¡Hasta la Victoria siempre compañero Rigoberto Brito!

por Haroldo Jorquera Iturrieta

Querido compañero Kicho o Camello, como te decíamos en el partido. Acabo de enterarme de tu partida, siento una pena enorme, sobre todo por la pérdida fisica de un gran ser humano y compañero. Hace tan pocos días conversábamos sobre tus escritos y me hacías reír con tus comentarios sobre otros escritores que habían compartido con nosotros esos hermosos sueños revolucionarios y que hoy todavía son parte importante de nuestro quehacer político. 

Entre esta tristeza busco recuerdos que me permitan acercarme a ti y a los inolvidables momentos que marcaron parte importante de nuestras vidas. Como el del año 71, nacimiento y organización del FER en el liceo,  del que tú fuiste parte importante. La lucha por ganar el Centro de Alumnos en un momento clave de nuestra historia política. Siempre nos sorprendías por tu enorme capacidad política y de análisis donde destrozabas a tus adversarios en los foros electorales. 

Tus tallas o las ingeniosas ideas para formar listas y ganar votantes, como cuando sugeriste que encabezara la lista Denis, quien por su juventud y su estampa entre nórdica y latina acunaba muchas admiradoras. Con esto decías, nos asegurábamos el voto femenino y aconsejaste al «adonis» de que fuese más simpático y cariñoso con ellas. Perdimos la elección, aunque debemos reconocer que el único que ganó entre nosotros fue Denis, porque quedó con una buena cantidad de pololas de reserva. O cuando te acercaste al compañero Jesús y lo incluíste en la lista para ganar electorado cristiano. Aunque pensándolo bien tus sugererencias lograron que Denis y Jesús asumieran un mayor compromiso revolucionario.

Como no recordar el viaje que hicimos a Santiago de «polizontes» en un tren y sin un peso en el bolsillo, para participar en un congreso estudiantil y luego nos pusimos a pedir dinero en la calle para poder comprar  los pasajes de retorno a Valparaíso y algo de comida.

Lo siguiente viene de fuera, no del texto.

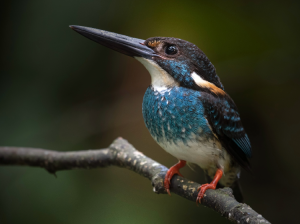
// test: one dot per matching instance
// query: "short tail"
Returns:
(237, 192)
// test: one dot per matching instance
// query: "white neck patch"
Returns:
(160, 79)
(197, 78)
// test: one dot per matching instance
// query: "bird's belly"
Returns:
(204, 153)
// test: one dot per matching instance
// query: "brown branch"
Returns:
(121, 153)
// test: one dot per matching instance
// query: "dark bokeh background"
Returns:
(61, 91)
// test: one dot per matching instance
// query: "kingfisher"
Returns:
(185, 108)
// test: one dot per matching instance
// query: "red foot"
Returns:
(171, 172)
(212, 185)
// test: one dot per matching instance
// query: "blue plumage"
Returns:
(186, 108)
(177, 112)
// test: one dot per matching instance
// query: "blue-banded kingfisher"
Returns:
(186, 109)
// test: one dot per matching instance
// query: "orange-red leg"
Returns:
(171, 172)
(212, 185)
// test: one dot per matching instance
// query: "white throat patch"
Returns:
(160, 79)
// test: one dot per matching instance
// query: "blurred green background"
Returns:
(61, 91)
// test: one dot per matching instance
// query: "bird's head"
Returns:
(170, 61)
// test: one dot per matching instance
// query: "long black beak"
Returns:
(121, 43)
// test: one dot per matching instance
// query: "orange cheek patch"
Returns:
(213, 88)
(153, 43)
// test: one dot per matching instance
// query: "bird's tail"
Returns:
(237, 192)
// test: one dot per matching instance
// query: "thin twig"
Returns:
(121, 153)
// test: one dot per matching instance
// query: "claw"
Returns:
(171, 172)
(212, 185)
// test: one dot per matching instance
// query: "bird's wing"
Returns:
(226, 123)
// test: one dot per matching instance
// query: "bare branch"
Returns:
(121, 153)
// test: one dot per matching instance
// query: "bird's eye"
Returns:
(171, 49)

Nuevamente nos salva tu capacidad oratoria, reunimos tanta cantidad de dinero que pudimos ir a una fuente de soda a comer completos y pagar un taxi colectivo para regresar a Valparaíso. Cuando ya pensaba que nada más me podía sorprender, empezaste a hacer un análisis político con el otro pasajero y el chofer, los convenciste tanto que pararon el auto en Curacaví y nos invitaron a tomar té.

El año 72 te encontré con  tus raíces troskas y tus conversaciones con Vitale, el pirata Stranger y el guatón Mandiola. Tiempos de enfrentamiento abierto con el fascismo, el país estaba conmocionado porque unos días atrás había sido baleado un estudiante por un  grupo de Patria y Libertad en una reunión de centro de alumnos en Santiago. Ante estos acontecimientos y pensando que iba a suceder lo mismo en nuestro liceo (habíamos visto que algunos fachos habían entrado con bolsos a la reunión estudiantil citada). 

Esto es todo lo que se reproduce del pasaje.